酒屋に勤めていると必ずと言ってもいいほど聞かれる質問の一つが「一番好きなお酒は?」である。ワイン、ウイスキー、焼酎、スピリッツ…有難いことに様々なお酒を飲む機会がありどれも魅力的だということは大前提に、お酒の種類で言えば、私が一番好きなのは日本酒だ。そんな私の酒飲み人生のスタート地点、秋田県での思い出話を一つ。
九州出身の私は、縁あって秋田県にある大学へ進学した。言わずもがな酒処であり、スーパーや町の酒屋さんにはずらりと地酒が並んでいる。お酒はもちろん日本酒の知識もない私だったが、何を飲んでも美味しい秋田の地酒にすっかりハマってしまった。そして、地元出身の先輩や同期は揃ってお酒が強い。その中でも同じクラス、同じサークルで特に仲のいい友人宅を訪れた日のこと。
十一月の中頃だっただろうか、初冬の東北の寒さで鍋も日本酒も特に美味しい時期だった。二人で小さなこたつに入り、寄せ鍋を食べようとしている時、友人がとっておきの宝物を見せびらかす子どものような笑顔で、ジャーン!と取り出した一本が、天の戸の純米大吟醸だった。友人の父親が贈ってくれたというその黒い一升瓶を早速開栓。瓶の口から甘美でふくよかな吟醸香が漂う。当時は吟醸香などという表現は知らなかったはずだが、輝くシルクのようなその香りは今でも思い出せる。
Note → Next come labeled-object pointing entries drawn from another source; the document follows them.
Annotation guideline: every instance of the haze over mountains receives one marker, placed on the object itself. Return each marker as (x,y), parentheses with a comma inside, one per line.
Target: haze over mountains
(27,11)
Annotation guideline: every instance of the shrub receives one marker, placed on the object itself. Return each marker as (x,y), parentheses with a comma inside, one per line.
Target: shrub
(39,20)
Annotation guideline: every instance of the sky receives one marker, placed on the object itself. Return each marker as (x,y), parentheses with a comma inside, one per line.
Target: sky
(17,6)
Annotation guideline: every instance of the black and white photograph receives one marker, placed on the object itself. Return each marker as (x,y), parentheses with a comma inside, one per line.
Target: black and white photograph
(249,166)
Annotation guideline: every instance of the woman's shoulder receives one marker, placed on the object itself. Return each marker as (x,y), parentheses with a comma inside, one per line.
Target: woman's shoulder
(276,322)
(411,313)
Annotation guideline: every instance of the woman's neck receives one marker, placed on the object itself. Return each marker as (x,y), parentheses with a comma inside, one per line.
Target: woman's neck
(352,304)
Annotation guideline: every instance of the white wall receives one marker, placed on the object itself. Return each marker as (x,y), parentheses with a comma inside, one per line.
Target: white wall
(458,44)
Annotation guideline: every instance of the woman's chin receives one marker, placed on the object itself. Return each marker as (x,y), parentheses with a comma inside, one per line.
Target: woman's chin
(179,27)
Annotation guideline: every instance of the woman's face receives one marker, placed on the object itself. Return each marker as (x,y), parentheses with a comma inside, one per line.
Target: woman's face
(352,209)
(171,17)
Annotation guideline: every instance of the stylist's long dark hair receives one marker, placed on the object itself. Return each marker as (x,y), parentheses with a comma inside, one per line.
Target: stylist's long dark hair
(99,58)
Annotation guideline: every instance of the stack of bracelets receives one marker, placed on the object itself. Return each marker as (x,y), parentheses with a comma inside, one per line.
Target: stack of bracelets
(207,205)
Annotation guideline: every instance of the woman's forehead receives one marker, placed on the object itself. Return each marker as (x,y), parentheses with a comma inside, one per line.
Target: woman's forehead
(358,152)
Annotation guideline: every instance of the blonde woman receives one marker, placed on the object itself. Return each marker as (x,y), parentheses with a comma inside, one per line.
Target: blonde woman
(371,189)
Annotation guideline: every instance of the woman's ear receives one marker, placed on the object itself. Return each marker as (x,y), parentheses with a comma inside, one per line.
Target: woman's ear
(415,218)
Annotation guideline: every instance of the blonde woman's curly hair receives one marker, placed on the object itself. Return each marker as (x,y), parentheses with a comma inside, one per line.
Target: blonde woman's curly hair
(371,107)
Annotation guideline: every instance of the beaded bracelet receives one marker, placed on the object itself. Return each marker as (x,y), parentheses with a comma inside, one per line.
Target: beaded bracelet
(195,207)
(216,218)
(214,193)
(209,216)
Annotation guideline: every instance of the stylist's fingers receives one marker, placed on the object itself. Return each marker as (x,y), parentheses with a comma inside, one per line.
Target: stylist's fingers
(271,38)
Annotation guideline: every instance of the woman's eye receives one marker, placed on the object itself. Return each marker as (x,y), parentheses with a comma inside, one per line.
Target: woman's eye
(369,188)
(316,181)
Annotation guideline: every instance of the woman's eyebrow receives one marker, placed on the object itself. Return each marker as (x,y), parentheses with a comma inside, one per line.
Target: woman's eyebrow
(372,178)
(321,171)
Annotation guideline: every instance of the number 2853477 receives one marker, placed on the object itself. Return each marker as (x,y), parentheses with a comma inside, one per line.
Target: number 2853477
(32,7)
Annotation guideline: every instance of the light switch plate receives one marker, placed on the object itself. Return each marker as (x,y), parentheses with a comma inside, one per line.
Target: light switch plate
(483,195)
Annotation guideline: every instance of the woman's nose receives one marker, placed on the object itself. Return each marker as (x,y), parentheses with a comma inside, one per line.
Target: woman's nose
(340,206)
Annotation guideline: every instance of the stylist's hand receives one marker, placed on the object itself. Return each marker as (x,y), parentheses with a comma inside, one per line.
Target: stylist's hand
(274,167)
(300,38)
個人的に、秋田のお酒は鍋との相性が天才的に良いと思う。綺麗で澄んだキレと程よく芳醇な味わい。するすると飲めてしまうが、料理に負けることなく素材や出汁の味との相乗効果を生んでくれる。まあ、そんな分析はしない大学生二人、鍋をつつきながら杯が進む進む。早々に鍋を平らげたが、まだ飲みたいねぇということでおつまみに切り替え。他愛もない話をしながら、あっという間に一升瓶が空いてしまった。二人で飲み干すつもりは無かったのに、これは飲みすぎだ!と大笑いしたことを覚えている。
この日に限らず、秋田で過ごした数年間はお酒と人と笑顔の思い出で溢れている。もちろん失敗も多々あるが、相変わらず私は、お酒が紡いでくれる繋がりに魅了され続けているし、その魅力をもっともっと広めていきたいと考えている。